I have heard refinement, forward simulation, and backward simulation all mentioned in the broader context of semantic preservation between two processes. The distinction confuses me a bit.

For example, in A formally verified compiler back-end (about CompCert) Leroy equates refinement to backward simulation: “To account for this degree of freedom,
we can consider a backward simulation, or refinement, property:” CompCert eventually chose forward simulation for their proof, but is it considered a refinement in this case?

The TLA+ community also frequently uses refinement in proofs, but it appears to me that they generally use backward simulation based on the refinement section in Leslie Lamport’s Computation and State Machines paper and Leroy’s definition above. I say this because their correctness statements are generally of the form Implementation => Specification instead of the other way around.

In the sel4 refinement paper, forward simulation is shown to imply refinement, and that is what’s chosen for the correctness statement. So my question is, why was forward simulation chosen for the refinement statement in sel4 vs. other kinds of simulation? And if possible, are there discrepancies between any of these definitions in the verification community?

For background, I’m working on a certifying compiler that’s being built around the notion of semantic preservation. When speaking about it, I’ve been finding myself getting confused between the differences in properties of simulations vs. refinement. I chose forward simulation as the correctness property to generate during compilation, inspired by sel4, Cogent, and CompCert, but I want to make sure that I’m both talking about and implementing it correctly.

The terminology around simulations is unfortunately a bit of a mess.

Firstly, equating refinement with simulation is a bit fast and loose. Refinement is not the same as simulation. Refinement is implied by certain forms of simulations, it may also be equivalent to some, depending on the details. Refinement at least is fairly uncontroversial in terminology: it is behaviour inclusion, or equivalently (in the other direction) property preservation. Simulations are more proof techniques to establish that, and there are a lot of different kinds.

Forward simulation implies refinement in a very straightforward way, and if your concrete execution is reasonably easy to work with, can be shown directly for specific programs/specs.
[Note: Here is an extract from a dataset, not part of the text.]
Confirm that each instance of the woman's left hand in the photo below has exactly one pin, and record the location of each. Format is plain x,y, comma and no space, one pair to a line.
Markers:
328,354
For seL4 that was the case.

For compilers, the concrete execution is assembly and it usually not very nice to work with, whereas the abstract execution is often much nicer, e.g. in a language you can do induction on etc. and IIRC, the simulation in CompCert does indeed go from source program execution to assembly program execution.

Without further reasoning, this would be the wrong direction, because you do not get property preservation from it (properties about source programs would not imply properties about target programs). But if both sides are deterministic and terminate equivalently, you do get property preservation, and backward simulation is equivalent to forward simulation.
Since Compcert uses co-induction to talk about potentially non-terminating execution, it has an argument about equivalence of termination between source and assembly program. Since under those conditions forward simulation and backward simulation are the same strength, and backward simulation is much nicer to work with in a compiler setting, that is the one to use.

That’s basically what I’m finding, glad to hear it’s not just me. I’ve been working my way through this paper as well which seems to at least attempt to provide a categorization of them: Forward and Backward Simulations Part I: Untimed Systems. Which, interestingly, does include refinement as a topic.

I’m actually working on a source-to-source compiler and not compiling to something low level like assembly, which sounds similar to the sel4 and Cogent use cases. That’s why I chose forward simulation as the correctness property, but I’m still trying to build a deeper intuition about the tradeoffs of each kind. The info here is super helpful towards that of course. Thanks.